Levantamento da Transgender Europe registrou 350 homicídios de pessoas trans no mundo entre outubro de 2023 e setembro de 2024, sendo 30% no Brasil, o país com o maior número absoluto de assassinatos do grupo social. No cenário nacional, segundo a Antra (Associação Nacional de Travestis e Transexuais), 122 pessoas trans e travestis foram mortas em 2024. É uma queda de 16% em relação ao ano anterior, mas o dado ainda revela o nível alarmante da violência.

Do total de vítimas, 96% eram travestis e mulheres trans, sendo que a maioria dos crimes ocorreu fora das capitais, em evidência da maior vulnerabilidade em regiões menos assistidas por políticas públicas. Ainda assim, o Estado de São Paulo lidera o número de assassinatos de pessoas trans no Brasil, com 16 casos registrados, seguido por Minas Gerais (12). Depois, vêm Ceará (11), Rio de Janeiro (10), Bahia, Mato Grosso e Pernambuco (8 cada) e Alagoas (6 ocorrências).

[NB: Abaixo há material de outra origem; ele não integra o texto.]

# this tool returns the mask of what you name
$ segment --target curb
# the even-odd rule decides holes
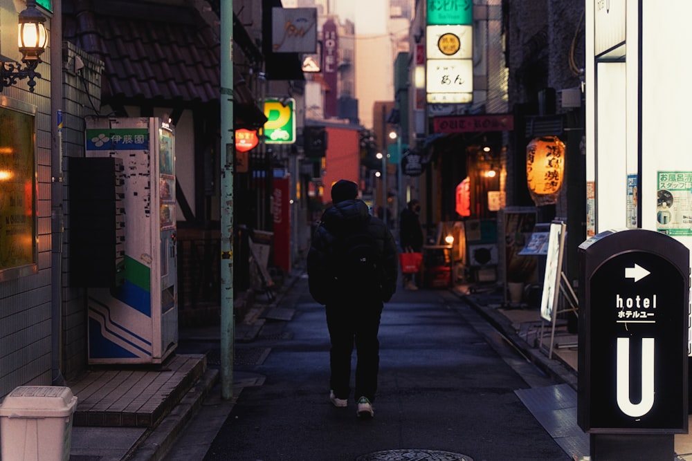
[[[498,314],[495,309],[479,303],[473,296],[456,293],[462,299],[468,303],[474,310],[480,314],[484,319],[490,323],[498,332],[504,336],[514,347],[532,364],[538,367],[543,373],[552,376],[556,379],[569,384],[575,391],[577,390],[576,372],[566,366],[561,361],[549,359],[536,348],[532,348],[512,328],[507,317]]]
[[[163,460],[218,380],[219,370],[208,368],[175,408],[156,428],[145,432],[124,459],[128,461]]]

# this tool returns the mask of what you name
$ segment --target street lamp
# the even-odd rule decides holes
[[[0,92],[24,78],[28,78],[29,91],[33,92],[34,78],[41,77],[36,67],[42,62],[41,55],[48,45],[44,22],[46,17],[36,9],[35,0],[27,0],[26,9],[19,13],[17,30],[17,46],[25,67],[22,69],[19,63],[0,62]]]
[[[382,160],[382,220],[387,224],[387,156],[378,152],[375,157]]]
[[[406,205],[406,200],[401,200],[401,137],[399,135],[397,131],[390,131],[390,139],[397,140],[397,155],[399,161],[397,162],[397,207],[401,211]]]

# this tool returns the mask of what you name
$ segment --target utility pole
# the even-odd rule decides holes
[[[233,0],[221,2],[221,394],[233,397]]]

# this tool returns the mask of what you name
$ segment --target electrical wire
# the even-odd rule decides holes
[[[574,36],[572,39],[572,45],[570,47],[570,69],[572,70],[572,74],[575,77],[580,77],[584,75],[584,69],[580,68],[574,59],[574,54],[576,50],[576,41],[579,36],[579,31],[581,30],[581,25],[584,22],[584,12],[581,12],[581,17],[579,19],[579,22],[576,26],[576,30],[574,31]]]

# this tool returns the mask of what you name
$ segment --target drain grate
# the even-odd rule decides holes
[[[234,365],[262,365],[271,348],[236,348]],[[221,365],[221,349],[210,349],[207,352],[207,364]]]
[[[385,450],[362,455],[356,461],[473,461],[470,456],[437,450]]]

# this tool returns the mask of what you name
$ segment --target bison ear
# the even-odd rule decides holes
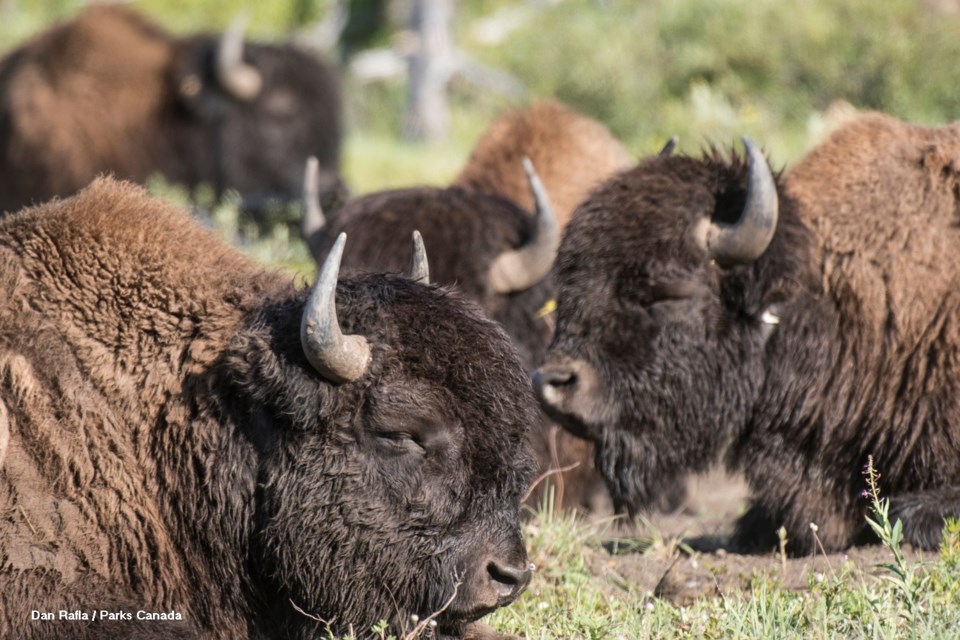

Divulgado no mês passado, o “Atlas da Violência”, produzido pelo Ipea (Instituto de Pesquisa Econômica Aplicada) e pelo Fórum Brasileiro de Segurança Pública com dados dos sistemas de saúde estaduais, aponta que o total de registros de violência contra pessoas LGBTQIA+ no Brasil cresceu 1.227% de 2014 para 2023 – passou de 1.157 no primeiro ano observado para 15.360 no último. A alta foi puxada, principalmente, pelo número de ataques a pessoas transexuais.

De 2014 a 2023, a violência contra mulheres trans deu o maior salto, ao passar de 291 para 3.524 casos, crescimento de 1.110%. Porém, percentualmente, ocorrências contra homens trans aumentaram ainda mais: 1.607%. Passaram de 78 para 1.332. Já os casos de violência contra travestis foram de 27 para 659 no período, elevação de 2.340%. Já contra apenas homossexuais e bissexuais (excluídos trans e travestis), passaram de 761 para 9.845 ocorrências (+1.193%).

No entanto, os pesquisadores ponderam que os registros não indicam motivação do crime, ou seja, é impossível afirmar que os casos – que incluem violência física, psicológica ou moral, sexual e financeira ou econômica – decorrem de LGBTfobia. “Contudo, o aumento substancial de casos de violência parece indicar, efetivamente, aumento na prevalência de violências sofridas exclusivamente pelo grupo social em questão [homofobia e transfobia]”, diz a pesquisa.

“A população LGBTQIA+ enfrenta diversas formas de violência nas situações mais corriqueiras do dia a dia, sendo os homicídios especialmente frequentes entre pessoas trans”, diz Rocha, defensor de pacto coletivo. “A participação ativa da sociedade, das autoridades e de todas as esferas é de extrema importância na luta pelos direitos das pessoas LGBTQIA+. É fundamental implementar políticas públicas que promovam a conscientização sobre esses direitos”, afirma.